Apalagi sambilan pesawat masih mutar-mutar di bandara, gadis semampai di tengah jalan itu, rutin dan wajib simulasikan alat peraga keselamatan penumpang. Begini cara pakai tabung oksigen, begitu cara kenakan baju pelampung. Dengan rok mini yang ada belahan di bawah belakangnya, nona manis atau nyonya cantik itu, sangat percaya diri tampil maksimal.
Sebagian perusahaan memang membolehkan pramugari dari wanita yang sudah kawin, dengan persyaratan tertentu. Sebab yang penting bukan dara bersuara lembut, mau menunda nikah, sudah nikah, atau belum kawin. Namun yang terpenting, kapasitas dia dalam melayani, menarik penampilan, smart, komunikatif, dan aduhai, selama layani penumpang. Sesekali ada penerbangan ke Aceh, yang dibantu pramugari pria (pramugara), yang busananya lumayan sopan.
Busana pramugari yang rute ke Aceh, pekan ini lagi disorot, seiring dengan berita politik di dewan, hukum di pengadilan, dan korban lakalantas di jalan raya. Akhir bulan lalu, dan awal bulan ini, seakan ada relevansi ketiga berita ini. Pertama, pemberitaan pembinaan waria di Aceh Utara. Dalam pemberitaan media, aparat keamanan merazia sejumlah salon di Kecamatan Lhoksukon dan Kecamatan Tanah Jambo Aye. Kapolres AKBP Ahmad Untung Surianata yang sempat diperiksa tim Propam, telah mendapat apresiasi dari berbagai kalangan. Seakan-akan sedikit “gerhana” bagi masa depan anak Aceh, akan sirna dengan kita lebih kompak dalam membina LGBT (lesbian, gay, biseksual, dan transgender).
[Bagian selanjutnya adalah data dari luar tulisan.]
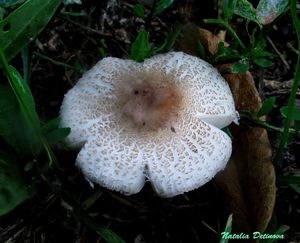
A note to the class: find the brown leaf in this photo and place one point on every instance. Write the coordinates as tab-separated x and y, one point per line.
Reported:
248	182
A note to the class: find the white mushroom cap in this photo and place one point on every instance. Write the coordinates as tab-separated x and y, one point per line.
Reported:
159	120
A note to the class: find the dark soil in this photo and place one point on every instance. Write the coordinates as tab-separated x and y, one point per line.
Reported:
197	216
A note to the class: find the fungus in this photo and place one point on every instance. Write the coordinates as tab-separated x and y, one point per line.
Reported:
159	120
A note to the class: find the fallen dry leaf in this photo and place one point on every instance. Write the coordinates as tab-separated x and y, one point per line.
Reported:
248	182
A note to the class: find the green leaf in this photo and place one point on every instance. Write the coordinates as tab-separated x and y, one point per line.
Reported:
140	48
228	6
161	6
13	125
10	3
24	24
106	233
13	189
262	62
286	180
266	107
169	41
227	229
51	125
201	50
295	115
245	9
139	11
241	66
53	133
26	103
268	10
57	135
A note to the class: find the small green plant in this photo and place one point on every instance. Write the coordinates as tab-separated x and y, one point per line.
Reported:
241	55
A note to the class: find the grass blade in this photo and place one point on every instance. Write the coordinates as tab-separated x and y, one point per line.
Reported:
24	24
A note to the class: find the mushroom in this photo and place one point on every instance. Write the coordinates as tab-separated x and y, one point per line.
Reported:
159	120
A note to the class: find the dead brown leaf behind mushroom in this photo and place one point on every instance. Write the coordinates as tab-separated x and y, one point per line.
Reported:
248	182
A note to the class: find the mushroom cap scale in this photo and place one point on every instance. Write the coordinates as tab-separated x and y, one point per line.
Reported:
158	119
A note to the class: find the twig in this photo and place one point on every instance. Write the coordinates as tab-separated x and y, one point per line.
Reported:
226	26
86	27
292	98
278	53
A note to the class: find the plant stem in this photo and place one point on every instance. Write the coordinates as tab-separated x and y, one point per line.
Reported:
292	98
62	64
228	27
150	16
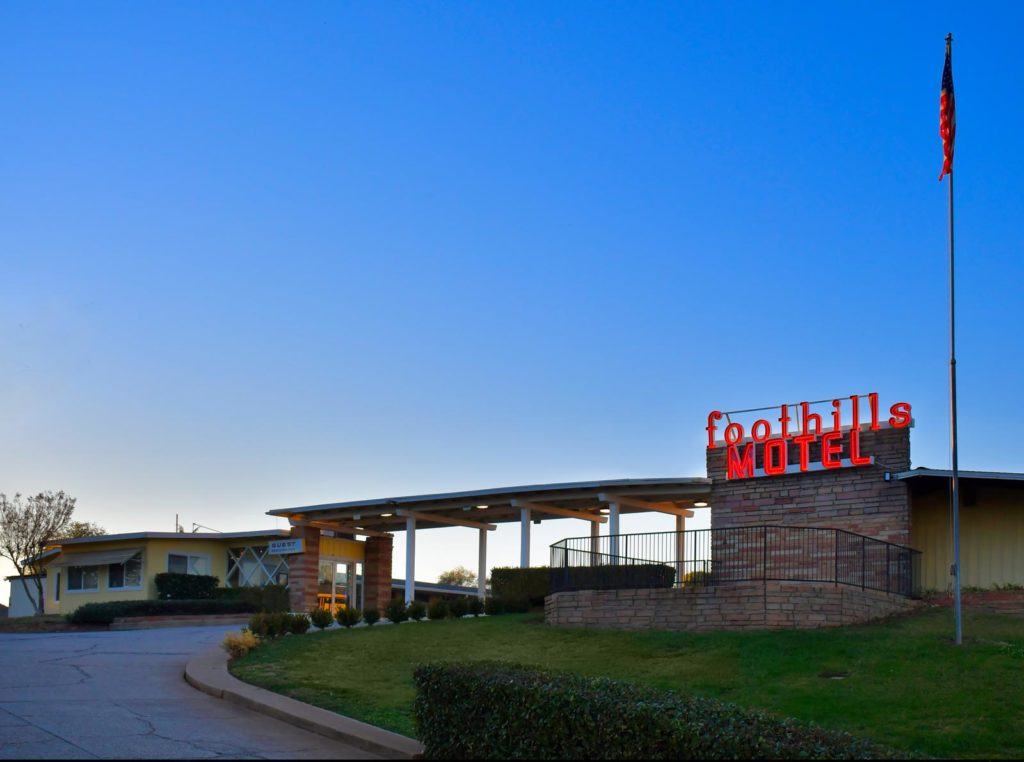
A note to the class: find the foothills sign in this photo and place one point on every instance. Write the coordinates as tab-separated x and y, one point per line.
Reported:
808	428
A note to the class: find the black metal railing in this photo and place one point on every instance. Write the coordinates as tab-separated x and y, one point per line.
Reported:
734	554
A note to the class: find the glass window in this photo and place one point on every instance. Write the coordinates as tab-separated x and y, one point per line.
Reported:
187	564
127	575
83	578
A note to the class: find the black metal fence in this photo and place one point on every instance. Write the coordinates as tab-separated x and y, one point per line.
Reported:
735	554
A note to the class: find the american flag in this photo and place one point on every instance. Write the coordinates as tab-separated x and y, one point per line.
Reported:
947	114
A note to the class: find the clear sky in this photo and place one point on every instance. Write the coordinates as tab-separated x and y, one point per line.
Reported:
257	255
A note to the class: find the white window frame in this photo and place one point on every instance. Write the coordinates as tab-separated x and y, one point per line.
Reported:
189	556
141	575
68	587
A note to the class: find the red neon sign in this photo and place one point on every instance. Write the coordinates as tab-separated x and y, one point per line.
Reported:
739	457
Kedua, berita gerhana bulan akhir bulan. Kekuasaan Allah malam kemarin, dengan penampakan fenomena gerhana bulan; bulan merah (blood moon), bulan biru (blue moon), dan bulan purnama (super moon), tidak lebih menggugah, dari pada ketergugahan kita pada busana saudara kita yang belum syar’i, yang “berbusana tapi telanjang”. Ketiga, berita ajakan bagi pramugari ke Aceh untuk berjilbab. Bisa jadi lebih masygul “gerhana mata” penumpang di bumi dan di langit, yang melotot mata pada betis pramugari, saban hari selama penerbangan, dari pada gerhana bulan dan matahari yang jarang terjadi di langit.